In this case, the first backup neighbor is the same neighbor through which we reach 100.0.0.7, i.e. 100.0.0.5 (Primary next-hop link fate sharing, which means that if primary next-hop fails, also that backup neighbor will not be usable). The second backup neighbor, R4, could be an alternate path, but as we discussed before, it would cause a traffic loop (Path loops).

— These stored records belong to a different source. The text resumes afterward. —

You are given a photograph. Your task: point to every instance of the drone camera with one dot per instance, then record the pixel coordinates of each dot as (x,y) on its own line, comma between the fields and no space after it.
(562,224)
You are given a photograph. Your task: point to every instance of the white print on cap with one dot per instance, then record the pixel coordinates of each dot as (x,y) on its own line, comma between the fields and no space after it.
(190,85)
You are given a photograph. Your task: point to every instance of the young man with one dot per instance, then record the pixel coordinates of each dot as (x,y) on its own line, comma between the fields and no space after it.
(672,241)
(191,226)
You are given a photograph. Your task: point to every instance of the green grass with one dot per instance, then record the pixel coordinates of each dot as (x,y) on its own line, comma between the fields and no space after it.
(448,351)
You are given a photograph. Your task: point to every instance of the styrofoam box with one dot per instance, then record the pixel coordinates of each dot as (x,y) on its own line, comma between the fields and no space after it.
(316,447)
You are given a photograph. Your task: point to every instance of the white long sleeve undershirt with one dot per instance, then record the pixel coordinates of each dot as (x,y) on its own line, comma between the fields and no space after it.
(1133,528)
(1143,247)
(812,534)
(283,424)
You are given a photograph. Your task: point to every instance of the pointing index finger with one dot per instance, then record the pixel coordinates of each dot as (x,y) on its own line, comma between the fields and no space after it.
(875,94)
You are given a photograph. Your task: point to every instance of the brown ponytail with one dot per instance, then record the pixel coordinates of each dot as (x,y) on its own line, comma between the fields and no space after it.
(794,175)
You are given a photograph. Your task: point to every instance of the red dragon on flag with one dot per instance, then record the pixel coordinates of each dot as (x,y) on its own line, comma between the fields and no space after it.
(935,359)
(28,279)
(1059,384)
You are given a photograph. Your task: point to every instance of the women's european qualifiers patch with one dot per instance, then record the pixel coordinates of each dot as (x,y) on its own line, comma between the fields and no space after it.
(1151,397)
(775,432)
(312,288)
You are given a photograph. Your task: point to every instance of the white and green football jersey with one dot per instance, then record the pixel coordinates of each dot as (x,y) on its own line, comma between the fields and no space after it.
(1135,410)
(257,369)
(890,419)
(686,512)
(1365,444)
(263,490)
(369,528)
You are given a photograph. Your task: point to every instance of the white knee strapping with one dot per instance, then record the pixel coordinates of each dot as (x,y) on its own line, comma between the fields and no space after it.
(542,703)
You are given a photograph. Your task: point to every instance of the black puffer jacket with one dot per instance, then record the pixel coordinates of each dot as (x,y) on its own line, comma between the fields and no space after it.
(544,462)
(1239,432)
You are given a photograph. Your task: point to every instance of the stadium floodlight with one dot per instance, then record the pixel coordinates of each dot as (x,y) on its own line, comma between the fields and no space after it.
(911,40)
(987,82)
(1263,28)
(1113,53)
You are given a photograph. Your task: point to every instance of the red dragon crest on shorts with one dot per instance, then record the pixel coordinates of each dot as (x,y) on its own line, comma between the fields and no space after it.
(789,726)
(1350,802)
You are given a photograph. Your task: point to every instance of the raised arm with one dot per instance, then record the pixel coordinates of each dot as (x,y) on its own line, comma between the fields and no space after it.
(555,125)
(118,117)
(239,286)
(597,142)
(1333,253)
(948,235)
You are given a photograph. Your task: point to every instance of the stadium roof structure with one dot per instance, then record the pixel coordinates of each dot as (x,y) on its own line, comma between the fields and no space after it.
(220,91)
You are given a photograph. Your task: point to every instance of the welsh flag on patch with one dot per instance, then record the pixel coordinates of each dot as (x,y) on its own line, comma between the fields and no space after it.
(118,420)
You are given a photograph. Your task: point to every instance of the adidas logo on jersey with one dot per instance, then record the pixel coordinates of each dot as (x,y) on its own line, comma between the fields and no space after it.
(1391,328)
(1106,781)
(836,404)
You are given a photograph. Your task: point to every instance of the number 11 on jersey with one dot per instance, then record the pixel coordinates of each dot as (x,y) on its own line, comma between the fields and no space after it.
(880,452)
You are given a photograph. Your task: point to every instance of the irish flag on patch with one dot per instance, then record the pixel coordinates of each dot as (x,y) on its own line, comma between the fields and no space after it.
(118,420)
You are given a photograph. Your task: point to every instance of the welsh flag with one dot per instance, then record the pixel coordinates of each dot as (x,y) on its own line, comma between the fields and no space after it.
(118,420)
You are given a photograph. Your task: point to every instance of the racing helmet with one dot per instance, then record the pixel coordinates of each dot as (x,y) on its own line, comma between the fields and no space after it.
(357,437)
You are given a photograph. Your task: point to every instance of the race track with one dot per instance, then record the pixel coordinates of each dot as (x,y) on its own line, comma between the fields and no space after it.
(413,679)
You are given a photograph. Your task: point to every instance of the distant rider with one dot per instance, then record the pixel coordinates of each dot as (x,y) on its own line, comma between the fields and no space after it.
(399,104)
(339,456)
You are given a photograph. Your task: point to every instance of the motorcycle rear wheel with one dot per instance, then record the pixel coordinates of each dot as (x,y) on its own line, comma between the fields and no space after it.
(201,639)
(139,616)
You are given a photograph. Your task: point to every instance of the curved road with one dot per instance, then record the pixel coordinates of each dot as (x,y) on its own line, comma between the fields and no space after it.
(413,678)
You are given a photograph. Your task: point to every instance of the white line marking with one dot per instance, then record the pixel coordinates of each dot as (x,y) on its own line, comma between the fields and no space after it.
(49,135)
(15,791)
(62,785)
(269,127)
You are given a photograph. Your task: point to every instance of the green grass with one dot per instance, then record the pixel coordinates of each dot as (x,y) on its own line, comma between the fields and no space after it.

So, with link-protection OSPF can immediately start to work about finding feasible successors, using an EIGRP terminology, i.e. a successor where we can immediately route traffic flowing on a link that fails and that was the best path toward a destination. Again, this does not add almost anything to our network due to our topology, so let’s move to the next step to decrease traffic disruption in case of link R3-R5 failure.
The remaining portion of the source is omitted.